112 : pp. 207-216 (1999)]
Also in 1999, Meerow et al. published a paper on Amaryllidaceae and its
relation to other groups. They found that Agapanthaceae was a sister group
to Amaryllidaceae, and that Alliaceae was the sister group to the
Agapanthaceae-Amaryllidaceae clade. [Meerow, Fay, Guy, Li, Zaman, and
Chase, AMER. J. BOTANY 86 : 1325-1345 (1999)]
Since both these families are now considered to be in the order Asparagales
(and I heartily agree!), and the two "families" are pretty certain to be
very closely related (again I definitely agree), we just need a superfamily
to include Alliaceae and Amaryllidaceae and a suborder just below
Asparagales, to include the Alliaceae-superfamily with some of the other
related clades in Asparagales.
Then again, in October of 2007 (about 2 months ago) Alan Meerow, James
Reveal, Dee Snijman, and Julie Dutilh posted a proposal to "superconserve"
the name Amaryllidaceae (1805) over the name Alliaceae (1797) for a merged
family to contain both groups. The proposal has been accepted for
publication in TAXON, and the abstract is on-line at:
http://ars.usda.gov/research/publications/…

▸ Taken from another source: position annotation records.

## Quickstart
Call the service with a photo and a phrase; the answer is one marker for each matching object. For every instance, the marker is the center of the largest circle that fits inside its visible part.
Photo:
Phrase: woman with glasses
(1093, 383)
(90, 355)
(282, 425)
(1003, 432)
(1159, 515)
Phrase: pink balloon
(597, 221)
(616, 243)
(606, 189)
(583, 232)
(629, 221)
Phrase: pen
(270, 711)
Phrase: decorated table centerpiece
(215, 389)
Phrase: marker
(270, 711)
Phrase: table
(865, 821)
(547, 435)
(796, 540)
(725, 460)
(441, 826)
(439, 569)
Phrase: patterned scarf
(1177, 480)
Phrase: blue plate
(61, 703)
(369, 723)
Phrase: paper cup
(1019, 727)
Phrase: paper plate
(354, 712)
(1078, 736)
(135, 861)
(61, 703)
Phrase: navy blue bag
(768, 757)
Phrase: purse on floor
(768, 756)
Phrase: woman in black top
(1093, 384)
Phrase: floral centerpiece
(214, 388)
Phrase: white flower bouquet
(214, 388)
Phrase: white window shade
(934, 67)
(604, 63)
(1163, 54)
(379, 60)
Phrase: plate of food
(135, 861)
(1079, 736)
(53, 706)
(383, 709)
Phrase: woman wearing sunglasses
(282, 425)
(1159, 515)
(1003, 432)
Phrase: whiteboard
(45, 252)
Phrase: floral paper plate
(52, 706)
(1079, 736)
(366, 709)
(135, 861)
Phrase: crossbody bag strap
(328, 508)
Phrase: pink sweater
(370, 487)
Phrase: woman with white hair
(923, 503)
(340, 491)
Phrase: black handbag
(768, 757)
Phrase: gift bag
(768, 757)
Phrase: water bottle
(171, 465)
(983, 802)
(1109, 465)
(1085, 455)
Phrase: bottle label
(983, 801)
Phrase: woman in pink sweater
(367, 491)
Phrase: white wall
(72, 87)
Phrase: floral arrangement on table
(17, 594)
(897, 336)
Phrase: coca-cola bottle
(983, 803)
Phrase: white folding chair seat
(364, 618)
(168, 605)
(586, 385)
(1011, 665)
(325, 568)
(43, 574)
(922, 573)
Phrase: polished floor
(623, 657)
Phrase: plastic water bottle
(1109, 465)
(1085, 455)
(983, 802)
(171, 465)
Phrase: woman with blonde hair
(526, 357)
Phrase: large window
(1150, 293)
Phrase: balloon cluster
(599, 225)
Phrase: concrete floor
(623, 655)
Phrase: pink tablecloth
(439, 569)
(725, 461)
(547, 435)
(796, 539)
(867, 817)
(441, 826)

Based on Alan's 1999 paper, the Agapanthaceae would have to be included
along with Amaryllidaceae in the new enlarged family, be it called
Alliaceae or Amaryllidaceae.
Interesting, isn't it?
Jim Shields
Searches done using Google Scholar at:
http://scholar.google.com/scholar/…
*************************************************
Jim Shields USDA Zone 5 Shields Gardens, Ltd.